This is an interesting point. I can imagine a case where our assigned reward comes from a simple function (e.g reward = number of letter ‘e’s in output) and we also have a model which is doing some internal optimization to maximise the number of ‘e’s produced in its output, so it is “goal-directed to produce lots of ’e’s”.
Even in this case, I would still say this model isn’t a “reward maximiser”. It is a “letter ‘e’ maximiser”.
(I also want to acknowledge that thinking this through makes me feel somewhat confused. I think what I said is correct. My guess is the misunderstanding I highlight in the post is quite pervasive, and the language we use isn’t current up-to-scratch to write about these things clearly. Good job thinking of a case that is pushing against my understanding!)

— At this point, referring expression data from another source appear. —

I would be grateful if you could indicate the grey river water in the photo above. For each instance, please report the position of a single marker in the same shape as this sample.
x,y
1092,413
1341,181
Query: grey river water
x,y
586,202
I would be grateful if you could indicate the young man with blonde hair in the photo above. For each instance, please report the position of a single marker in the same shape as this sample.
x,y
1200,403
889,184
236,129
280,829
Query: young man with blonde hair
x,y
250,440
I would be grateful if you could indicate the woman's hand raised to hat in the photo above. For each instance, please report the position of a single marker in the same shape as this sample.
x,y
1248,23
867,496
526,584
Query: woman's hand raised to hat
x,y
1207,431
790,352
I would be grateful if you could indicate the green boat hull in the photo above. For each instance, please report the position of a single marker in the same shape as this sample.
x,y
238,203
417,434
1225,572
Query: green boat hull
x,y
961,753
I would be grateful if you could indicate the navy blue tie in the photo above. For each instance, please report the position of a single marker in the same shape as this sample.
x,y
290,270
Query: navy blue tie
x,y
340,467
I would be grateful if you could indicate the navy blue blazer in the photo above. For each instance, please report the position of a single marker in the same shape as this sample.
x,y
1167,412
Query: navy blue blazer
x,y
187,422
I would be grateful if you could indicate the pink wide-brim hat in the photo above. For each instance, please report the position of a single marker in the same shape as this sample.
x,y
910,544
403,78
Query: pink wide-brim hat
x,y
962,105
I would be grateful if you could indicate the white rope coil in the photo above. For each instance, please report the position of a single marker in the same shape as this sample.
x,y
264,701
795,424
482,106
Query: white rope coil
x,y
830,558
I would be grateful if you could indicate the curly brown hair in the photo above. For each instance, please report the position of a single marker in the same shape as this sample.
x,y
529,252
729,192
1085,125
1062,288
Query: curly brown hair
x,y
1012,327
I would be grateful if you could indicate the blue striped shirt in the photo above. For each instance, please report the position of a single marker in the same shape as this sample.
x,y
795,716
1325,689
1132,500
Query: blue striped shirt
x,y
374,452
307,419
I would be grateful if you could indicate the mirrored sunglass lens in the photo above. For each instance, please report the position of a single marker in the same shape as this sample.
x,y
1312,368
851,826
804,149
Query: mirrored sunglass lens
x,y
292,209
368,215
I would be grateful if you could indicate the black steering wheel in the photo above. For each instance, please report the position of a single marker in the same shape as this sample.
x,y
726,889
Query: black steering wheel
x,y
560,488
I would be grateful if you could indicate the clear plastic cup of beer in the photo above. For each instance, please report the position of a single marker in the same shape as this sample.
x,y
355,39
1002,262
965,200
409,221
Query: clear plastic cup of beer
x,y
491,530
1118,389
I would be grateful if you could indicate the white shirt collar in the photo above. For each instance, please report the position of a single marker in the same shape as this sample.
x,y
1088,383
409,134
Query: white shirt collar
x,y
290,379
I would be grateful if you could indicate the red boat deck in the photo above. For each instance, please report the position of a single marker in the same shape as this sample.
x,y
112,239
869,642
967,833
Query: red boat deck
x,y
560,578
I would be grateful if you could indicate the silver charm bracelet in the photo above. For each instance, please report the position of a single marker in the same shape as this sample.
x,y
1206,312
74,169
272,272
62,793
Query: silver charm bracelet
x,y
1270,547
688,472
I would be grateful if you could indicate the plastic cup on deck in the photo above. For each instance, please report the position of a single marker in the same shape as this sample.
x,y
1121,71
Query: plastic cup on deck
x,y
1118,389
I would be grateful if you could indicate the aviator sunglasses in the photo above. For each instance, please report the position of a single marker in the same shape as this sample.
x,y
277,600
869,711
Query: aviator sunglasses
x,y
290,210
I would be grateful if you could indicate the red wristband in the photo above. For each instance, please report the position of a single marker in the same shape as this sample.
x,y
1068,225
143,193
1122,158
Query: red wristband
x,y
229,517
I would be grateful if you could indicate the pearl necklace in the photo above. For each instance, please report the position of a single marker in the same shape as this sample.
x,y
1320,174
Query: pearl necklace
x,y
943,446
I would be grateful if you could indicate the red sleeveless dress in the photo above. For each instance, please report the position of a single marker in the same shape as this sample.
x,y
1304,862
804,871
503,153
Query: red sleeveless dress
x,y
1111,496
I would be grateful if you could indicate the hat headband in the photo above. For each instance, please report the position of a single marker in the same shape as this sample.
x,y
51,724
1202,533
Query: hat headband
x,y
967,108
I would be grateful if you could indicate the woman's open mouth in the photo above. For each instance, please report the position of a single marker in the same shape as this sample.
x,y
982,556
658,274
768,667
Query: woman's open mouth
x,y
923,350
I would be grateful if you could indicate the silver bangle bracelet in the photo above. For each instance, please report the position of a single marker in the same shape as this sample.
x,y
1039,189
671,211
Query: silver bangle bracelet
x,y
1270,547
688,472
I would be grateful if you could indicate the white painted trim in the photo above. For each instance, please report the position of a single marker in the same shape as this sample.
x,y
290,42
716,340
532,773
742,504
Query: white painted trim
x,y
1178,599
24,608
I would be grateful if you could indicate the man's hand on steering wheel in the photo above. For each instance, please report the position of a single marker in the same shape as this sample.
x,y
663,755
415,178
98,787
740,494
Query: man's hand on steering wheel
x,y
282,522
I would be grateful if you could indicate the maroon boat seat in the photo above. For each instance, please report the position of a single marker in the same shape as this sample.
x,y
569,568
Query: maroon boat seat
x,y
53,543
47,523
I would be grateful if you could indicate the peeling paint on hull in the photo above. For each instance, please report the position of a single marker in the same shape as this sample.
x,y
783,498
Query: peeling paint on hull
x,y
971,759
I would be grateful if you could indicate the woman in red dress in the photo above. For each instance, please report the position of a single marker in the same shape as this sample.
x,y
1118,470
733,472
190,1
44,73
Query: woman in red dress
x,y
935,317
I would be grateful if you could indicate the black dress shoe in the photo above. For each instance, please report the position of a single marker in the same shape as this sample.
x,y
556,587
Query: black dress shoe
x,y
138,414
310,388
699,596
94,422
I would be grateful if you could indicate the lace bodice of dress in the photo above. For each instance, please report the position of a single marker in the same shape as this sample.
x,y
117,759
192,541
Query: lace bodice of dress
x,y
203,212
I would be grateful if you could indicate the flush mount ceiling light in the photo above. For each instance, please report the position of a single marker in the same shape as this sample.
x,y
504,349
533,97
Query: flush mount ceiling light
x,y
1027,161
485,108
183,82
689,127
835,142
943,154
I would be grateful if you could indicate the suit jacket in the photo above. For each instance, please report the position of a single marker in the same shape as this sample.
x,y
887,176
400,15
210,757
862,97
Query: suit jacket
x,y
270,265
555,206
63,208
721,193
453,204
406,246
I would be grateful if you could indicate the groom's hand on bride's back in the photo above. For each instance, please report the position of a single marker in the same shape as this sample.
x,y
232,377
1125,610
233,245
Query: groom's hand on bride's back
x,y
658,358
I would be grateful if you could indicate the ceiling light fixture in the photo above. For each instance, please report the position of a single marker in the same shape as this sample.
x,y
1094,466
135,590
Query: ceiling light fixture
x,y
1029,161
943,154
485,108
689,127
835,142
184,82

Ah ok. If a reward function is taken as a preference ordering then you are right the model is optimizing for reward as the preference ranking is literally identical.
I think the reason we have been talking past each other is in my head when I think of “reward function” I am literally thinking of the reward function (i.e the actual code), and when I think of “reward maximiser” I think of a system that is trying to get that piece of code to output a high number.
So I guess it’s a case of us needing to be very careful by exactly what we mean by reward function, and my guess is as long as we use the same definition then we are in agreement? Does that make sense?